Thomas Tuchel pytany po meczu z Bochum o postawę Dayota Upamecano, starał się bronić francuskiego defensora. Szkoleniowiec Bayernu chwalił dobry występ 25-latka na nietypowej dla niego pozycji prawego obrońcy. Niemiec próbował nawet podważać słuszność podyktowania rzutu karnego, sprokurowanego przez byłego zawodnika RB Lipsk. W ciemno możemy założyć, że w najbliższym czasie Bawarczycy będą okazywać wsparcie dla swojego obrońcy, tak jak robili to po spotkaniu przeciwko Lazio. Faktem jest jednak, że liczba pechowym interwencji Dayota jest przerażająco spora. Zawsze, gdy Bayern ma gorszy dzień i mecz nie układa się po myśli monachijczyków, Upamecano jest w stanie dołożyć cegiełkę do porażki.
Dwie twarze Francuza
Jeśli wierzyć wyliczeniom serwisu Sofascore, Upamecano od momentu transferu do Bayernu Monachium popełnił 12 błędów skutkujących oddaniem strzału. Szokująca statystyka, do której powinniśmy dodać także sprokurowane jedenastki i kolekcjonowane czerwone kartki. Francuz zawalił wyjazdowy mecz z Borussią Dortmund w 2021 roku oraz ligowy pojedynek z Herthą Berlin na początku 2022 roku. W lutym 2023 roku wyleciał z murawy w 8. minucie starcia z Borussią M’gladbach, następnie fatalnie prezentował się w dwumeczu z Manchesterem City. Ostatnio skompletował dublet — w pojedynkach z Lazio i Bochum zarobił po czerwonej kartce — w obu przypadkach skutkujących rzutami karnymi dla rywali.
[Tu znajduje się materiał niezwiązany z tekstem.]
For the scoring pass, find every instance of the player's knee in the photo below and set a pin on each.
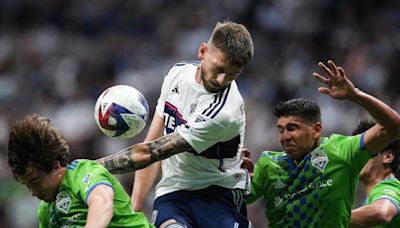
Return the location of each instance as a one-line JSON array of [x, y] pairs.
[[172, 223]]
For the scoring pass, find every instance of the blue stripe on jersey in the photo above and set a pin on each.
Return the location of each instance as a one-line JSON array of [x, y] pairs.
[[182, 63], [362, 143], [95, 185], [217, 106], [211, 104], [73, 165], [172, 112], [223, 103], [220, 150]]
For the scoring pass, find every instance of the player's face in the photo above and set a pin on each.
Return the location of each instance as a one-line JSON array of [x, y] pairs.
[[376, 165], [41, 184], [215, 72], [297, 136]]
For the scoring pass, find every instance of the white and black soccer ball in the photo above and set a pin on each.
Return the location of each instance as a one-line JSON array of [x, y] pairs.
[[121, 111]]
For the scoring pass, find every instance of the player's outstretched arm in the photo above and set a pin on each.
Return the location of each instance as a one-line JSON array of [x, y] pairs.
[[142, 155], [338, 86], [380, 212]]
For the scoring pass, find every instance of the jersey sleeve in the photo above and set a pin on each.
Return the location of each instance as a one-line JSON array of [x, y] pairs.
[[87, 176], [257, 181], [165, 89], [388, 191], [351, 149]]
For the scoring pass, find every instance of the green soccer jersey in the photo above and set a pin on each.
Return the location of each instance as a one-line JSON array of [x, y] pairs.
[[316, 192], [70, 208], [387, 189]]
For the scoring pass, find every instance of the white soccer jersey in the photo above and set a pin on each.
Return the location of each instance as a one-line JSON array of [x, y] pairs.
[[212, 123]]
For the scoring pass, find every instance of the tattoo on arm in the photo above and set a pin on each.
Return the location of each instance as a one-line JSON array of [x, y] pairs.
[[142, 155], [119, 162]]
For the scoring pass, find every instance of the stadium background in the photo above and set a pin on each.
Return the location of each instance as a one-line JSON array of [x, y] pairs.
[[57, 56]]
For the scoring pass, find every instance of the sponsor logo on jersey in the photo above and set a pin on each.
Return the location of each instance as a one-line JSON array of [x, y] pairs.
[[278, 202], [192, 108], [319, 159], [154, 216], [237, 176], [320, 184], [389, 192], [63, 201], [86, 179], [279, 184]]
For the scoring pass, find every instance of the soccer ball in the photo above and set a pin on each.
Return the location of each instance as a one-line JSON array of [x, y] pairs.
[[121, 111]]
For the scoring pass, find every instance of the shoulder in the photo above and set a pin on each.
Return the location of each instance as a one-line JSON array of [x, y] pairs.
[[226, 105], [272, 156]]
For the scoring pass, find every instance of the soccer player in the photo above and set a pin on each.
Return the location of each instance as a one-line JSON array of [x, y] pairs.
[[81, 193], [380, 177], [312, 183], [201, 113]]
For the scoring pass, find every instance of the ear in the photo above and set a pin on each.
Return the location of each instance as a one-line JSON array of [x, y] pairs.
[[388, 156], [317, 129], [202, 51]]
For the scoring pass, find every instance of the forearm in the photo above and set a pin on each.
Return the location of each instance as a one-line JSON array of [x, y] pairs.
[[367, 216], [142, 155], [99, 215], [381, 112], [144, 180]]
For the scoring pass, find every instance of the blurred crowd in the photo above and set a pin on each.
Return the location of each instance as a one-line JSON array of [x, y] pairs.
[[56, 57]]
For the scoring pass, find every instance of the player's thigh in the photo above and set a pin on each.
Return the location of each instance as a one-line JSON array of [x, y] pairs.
[[219, 207], [172, 207]]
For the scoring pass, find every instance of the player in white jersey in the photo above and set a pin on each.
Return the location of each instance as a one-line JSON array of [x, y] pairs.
[[202, 114]]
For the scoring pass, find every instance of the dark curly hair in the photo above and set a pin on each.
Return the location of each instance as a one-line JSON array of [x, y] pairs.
[[301, 107], [364, 125], [35, 141], [234, 40]]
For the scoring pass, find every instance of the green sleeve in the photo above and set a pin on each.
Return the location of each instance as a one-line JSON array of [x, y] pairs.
[[87, 176], [351, 149], [257, 182], [386, 190]]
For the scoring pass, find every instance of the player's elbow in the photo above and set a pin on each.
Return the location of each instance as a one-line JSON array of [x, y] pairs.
[[383, 217]]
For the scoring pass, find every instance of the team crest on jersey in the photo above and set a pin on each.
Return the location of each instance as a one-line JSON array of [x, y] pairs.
[[278, 202], [319, 159], [154, 216], [86, 179], [279, 184], [192, 108], [63, 201]]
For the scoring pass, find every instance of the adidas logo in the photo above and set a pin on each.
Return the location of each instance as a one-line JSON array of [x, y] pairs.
[[175, 90], [199, 119]]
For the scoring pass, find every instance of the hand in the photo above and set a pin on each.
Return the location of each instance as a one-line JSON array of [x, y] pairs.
[[338, 85], [247, 162]]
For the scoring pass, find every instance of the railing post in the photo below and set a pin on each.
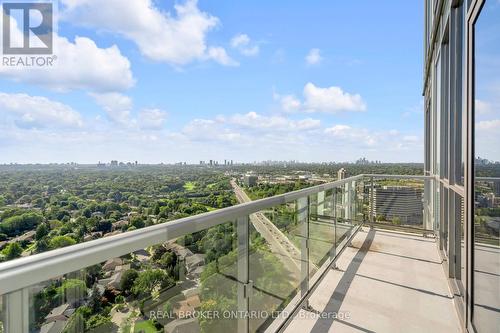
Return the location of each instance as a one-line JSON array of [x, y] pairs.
[[244, 285], [333, 249], [320, 210], [348, 208], [372, 217], [17, 311], [303, 219]]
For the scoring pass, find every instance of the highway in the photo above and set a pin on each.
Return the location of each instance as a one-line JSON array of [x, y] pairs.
[[280, 244]]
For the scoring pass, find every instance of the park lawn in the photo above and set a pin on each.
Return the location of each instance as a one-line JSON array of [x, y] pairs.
[[145, 326]]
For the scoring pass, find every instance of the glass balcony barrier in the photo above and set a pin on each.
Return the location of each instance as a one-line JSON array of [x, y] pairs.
[[245, 268]]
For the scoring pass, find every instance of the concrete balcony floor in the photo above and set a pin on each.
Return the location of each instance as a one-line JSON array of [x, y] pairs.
[[384, 282]]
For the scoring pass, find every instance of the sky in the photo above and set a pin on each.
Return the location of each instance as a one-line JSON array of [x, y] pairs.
[[169, 81], [488, 82]]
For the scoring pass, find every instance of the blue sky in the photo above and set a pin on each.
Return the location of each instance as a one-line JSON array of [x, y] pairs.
[[488, 82], [164, 81]]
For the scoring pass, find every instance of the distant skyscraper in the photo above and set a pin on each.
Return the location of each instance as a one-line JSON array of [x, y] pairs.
[[341, 174]]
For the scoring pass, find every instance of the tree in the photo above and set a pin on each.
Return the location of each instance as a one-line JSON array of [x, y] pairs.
[[16, 225], [128, 279], [41, 231], [150, 280], [137, 222], [61, 241], [72, 290], [13, 251]]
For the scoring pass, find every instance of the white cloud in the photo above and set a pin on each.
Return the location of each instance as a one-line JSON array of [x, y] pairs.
[[256, 121], [160, 36], [79, 65], [152, 119], [117, 107], [488, 125], [314, 57], [288, 103], [219, 55], [322, 100], [39, 112], [331, 100], [243, 44]]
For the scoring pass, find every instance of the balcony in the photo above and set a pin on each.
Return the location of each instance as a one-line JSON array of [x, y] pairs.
[[339, 256]]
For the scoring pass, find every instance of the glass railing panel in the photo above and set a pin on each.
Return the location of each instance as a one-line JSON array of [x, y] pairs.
[[344, 217], [190, 283], [321, 230], [276, 259]]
Dlaczego więc uzbierał 105 spotkań w barwach Bayernu? Odpowiedź na to pytanie jest dość oczywista. Francuz potrafi dobrze grać w piłkę. Jest silnym defensorem, który statystycznie wygrywa najwięcej pojedynków (2.17 na mecz) spośród wszystkich środkowych obrońców w klubie. Upamecano ma atuty, które stawiają go w gronie najlepszych defensorów Bundesligi. Niestety, ma także oczywistą wadę. Zawala najważniejsze spotkania. Wystarczy bowiem wrócić do ocen jego gry z 2021 roku. W tamtym czasie sugerowano, że potencjał Francuza jest ogromny, ale jest zbyt elektryczny, by stawiać go na równi z najlepszymi obrońcami Europy. Wierzono jednak, że z wiekiem nabierze doświadczenia i stanie się filarem defensywy Bayernu Monachium. Dziś możemy tak naprawdę skopiować część tekstów sprzed 3 lat.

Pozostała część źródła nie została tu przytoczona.